In the weeks before Tim and I's presentation on water conservation, I read a book aptly titled "Water". It's written by an ecologist from England, Julian Caldecott, and provides a wonderful overview of the topic.
In his chapters discussing the history of water on Earth, he describes a well-accepted theory on how water first appeared on Earth. It basically works like this. Comets and asteroids have been found to contain vast amounts of water, usually contained as ice. Throughout the Earth's billions of years in existence, comets and asteroids (many containing water) crashed into the planet, gradually filling up the Earth's oceans, rivers, lakes and aquifers.

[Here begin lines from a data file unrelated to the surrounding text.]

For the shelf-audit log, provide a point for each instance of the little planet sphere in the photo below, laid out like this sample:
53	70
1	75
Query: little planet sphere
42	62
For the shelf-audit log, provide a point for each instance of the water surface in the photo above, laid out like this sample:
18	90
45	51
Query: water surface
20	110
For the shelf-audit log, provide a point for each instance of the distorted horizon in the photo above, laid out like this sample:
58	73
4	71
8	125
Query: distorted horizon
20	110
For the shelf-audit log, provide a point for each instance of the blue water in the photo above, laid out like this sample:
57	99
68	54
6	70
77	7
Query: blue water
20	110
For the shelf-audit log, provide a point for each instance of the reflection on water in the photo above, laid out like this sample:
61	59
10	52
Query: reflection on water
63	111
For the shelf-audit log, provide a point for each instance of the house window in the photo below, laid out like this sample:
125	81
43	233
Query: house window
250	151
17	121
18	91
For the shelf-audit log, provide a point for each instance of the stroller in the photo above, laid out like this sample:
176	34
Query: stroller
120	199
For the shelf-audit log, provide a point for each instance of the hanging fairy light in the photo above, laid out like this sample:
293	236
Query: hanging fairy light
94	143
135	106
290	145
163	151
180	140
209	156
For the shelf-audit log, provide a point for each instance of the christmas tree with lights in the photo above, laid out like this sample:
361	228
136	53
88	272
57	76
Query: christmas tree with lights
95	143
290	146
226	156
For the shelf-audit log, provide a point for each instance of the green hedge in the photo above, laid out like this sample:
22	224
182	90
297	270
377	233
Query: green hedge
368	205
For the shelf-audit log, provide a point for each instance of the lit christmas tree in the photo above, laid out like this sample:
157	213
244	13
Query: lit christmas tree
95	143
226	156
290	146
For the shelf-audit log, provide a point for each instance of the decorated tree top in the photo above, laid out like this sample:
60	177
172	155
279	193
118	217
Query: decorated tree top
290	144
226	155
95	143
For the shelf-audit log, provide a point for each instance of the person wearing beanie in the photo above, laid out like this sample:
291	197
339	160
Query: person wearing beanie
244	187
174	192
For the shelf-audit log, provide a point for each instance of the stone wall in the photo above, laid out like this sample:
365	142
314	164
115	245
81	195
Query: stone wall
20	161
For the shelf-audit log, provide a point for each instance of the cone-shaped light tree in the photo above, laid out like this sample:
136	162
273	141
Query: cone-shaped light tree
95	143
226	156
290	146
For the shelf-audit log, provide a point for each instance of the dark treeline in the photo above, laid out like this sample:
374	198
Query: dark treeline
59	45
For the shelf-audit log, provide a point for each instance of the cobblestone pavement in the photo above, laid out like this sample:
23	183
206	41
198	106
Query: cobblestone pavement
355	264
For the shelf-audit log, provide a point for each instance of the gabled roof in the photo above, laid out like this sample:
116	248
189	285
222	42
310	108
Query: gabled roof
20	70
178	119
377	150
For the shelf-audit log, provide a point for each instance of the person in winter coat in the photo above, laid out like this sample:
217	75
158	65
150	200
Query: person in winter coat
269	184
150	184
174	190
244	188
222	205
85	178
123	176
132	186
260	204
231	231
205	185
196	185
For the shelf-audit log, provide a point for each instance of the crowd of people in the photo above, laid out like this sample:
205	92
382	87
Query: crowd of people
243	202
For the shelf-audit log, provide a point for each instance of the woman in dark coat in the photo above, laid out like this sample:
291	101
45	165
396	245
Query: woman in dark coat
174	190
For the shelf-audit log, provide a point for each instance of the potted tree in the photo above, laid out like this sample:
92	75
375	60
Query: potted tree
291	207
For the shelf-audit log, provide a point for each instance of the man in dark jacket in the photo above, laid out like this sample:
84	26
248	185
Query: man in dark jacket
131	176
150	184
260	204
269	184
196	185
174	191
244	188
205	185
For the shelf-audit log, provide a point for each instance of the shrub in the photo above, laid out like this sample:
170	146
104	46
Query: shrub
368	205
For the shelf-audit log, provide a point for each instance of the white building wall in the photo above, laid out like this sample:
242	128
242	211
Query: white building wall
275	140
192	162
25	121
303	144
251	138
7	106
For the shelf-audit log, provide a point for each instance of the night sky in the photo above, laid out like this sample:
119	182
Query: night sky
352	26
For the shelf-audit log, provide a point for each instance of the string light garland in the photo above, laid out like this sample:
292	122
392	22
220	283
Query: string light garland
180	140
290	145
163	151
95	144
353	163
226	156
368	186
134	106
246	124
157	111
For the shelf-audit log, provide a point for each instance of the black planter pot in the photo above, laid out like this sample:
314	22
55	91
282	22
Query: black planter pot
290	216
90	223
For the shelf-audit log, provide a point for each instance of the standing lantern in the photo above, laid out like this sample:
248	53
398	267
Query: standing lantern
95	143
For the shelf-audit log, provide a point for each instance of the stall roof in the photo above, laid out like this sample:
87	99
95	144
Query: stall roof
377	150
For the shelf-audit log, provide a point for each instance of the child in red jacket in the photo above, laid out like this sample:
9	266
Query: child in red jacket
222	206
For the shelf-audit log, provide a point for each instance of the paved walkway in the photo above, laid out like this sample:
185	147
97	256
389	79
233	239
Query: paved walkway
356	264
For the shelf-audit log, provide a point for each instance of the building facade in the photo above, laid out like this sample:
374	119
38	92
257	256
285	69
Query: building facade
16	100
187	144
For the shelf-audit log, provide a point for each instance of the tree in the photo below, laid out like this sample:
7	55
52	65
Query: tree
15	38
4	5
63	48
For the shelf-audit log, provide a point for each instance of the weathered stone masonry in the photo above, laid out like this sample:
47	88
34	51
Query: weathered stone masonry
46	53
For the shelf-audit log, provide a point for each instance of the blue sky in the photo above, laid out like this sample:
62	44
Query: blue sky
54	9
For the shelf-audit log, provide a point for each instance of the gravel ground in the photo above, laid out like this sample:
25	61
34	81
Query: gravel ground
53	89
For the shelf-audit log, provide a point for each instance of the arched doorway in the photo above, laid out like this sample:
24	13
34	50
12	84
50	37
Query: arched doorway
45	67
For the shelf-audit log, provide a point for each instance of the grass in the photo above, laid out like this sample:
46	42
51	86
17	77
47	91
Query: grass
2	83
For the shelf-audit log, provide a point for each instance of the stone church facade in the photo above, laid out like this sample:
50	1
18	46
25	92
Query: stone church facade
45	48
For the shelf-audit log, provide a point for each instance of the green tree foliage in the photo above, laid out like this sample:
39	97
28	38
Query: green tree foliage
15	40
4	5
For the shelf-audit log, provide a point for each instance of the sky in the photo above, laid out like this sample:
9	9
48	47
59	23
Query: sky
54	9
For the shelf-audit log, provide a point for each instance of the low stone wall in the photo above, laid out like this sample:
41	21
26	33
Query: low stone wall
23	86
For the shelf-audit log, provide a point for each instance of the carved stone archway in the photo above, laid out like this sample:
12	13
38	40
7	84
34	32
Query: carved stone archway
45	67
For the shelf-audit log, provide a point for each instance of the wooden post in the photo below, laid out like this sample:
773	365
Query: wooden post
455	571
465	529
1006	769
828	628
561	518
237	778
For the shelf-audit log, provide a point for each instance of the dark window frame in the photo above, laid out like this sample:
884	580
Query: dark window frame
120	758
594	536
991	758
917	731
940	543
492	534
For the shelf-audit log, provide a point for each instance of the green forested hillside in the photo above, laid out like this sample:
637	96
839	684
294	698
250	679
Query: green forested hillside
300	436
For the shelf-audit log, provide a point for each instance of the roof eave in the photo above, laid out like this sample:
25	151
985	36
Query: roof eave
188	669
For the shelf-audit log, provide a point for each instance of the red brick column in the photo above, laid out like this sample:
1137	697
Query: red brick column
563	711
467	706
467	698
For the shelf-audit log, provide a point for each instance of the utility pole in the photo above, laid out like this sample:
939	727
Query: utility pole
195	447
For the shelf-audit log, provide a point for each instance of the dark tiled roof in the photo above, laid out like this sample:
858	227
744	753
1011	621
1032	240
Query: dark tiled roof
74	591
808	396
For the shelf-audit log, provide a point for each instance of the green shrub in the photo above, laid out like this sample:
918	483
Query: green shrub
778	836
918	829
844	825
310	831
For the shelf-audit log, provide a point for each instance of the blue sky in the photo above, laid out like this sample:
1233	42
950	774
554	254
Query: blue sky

I think that's pretty cool. So here's something to ponder: The Earth is running out of fresh water. What if we were to somehow access that water on those galactic rocks? Perhaps by landing on them and steering them to Earth and safely getting the water from inside. Or even directing them to hit Earth's surface. The human and environmental costs of that would be massive, but at least we'd get some water. There's all this talk regarding comets destroying the Earth and whatnot, but maybe it could have some benefits.
I think it's quite the idea.
Outlandish? Yes.
Expensive? Absolutely.
Technilogically feasible? Not even close (yet...).
Necessary? Probably not.
But it does have the makings of a ridiculous Hollywood motion picture. Let's see what you got, Spielberg.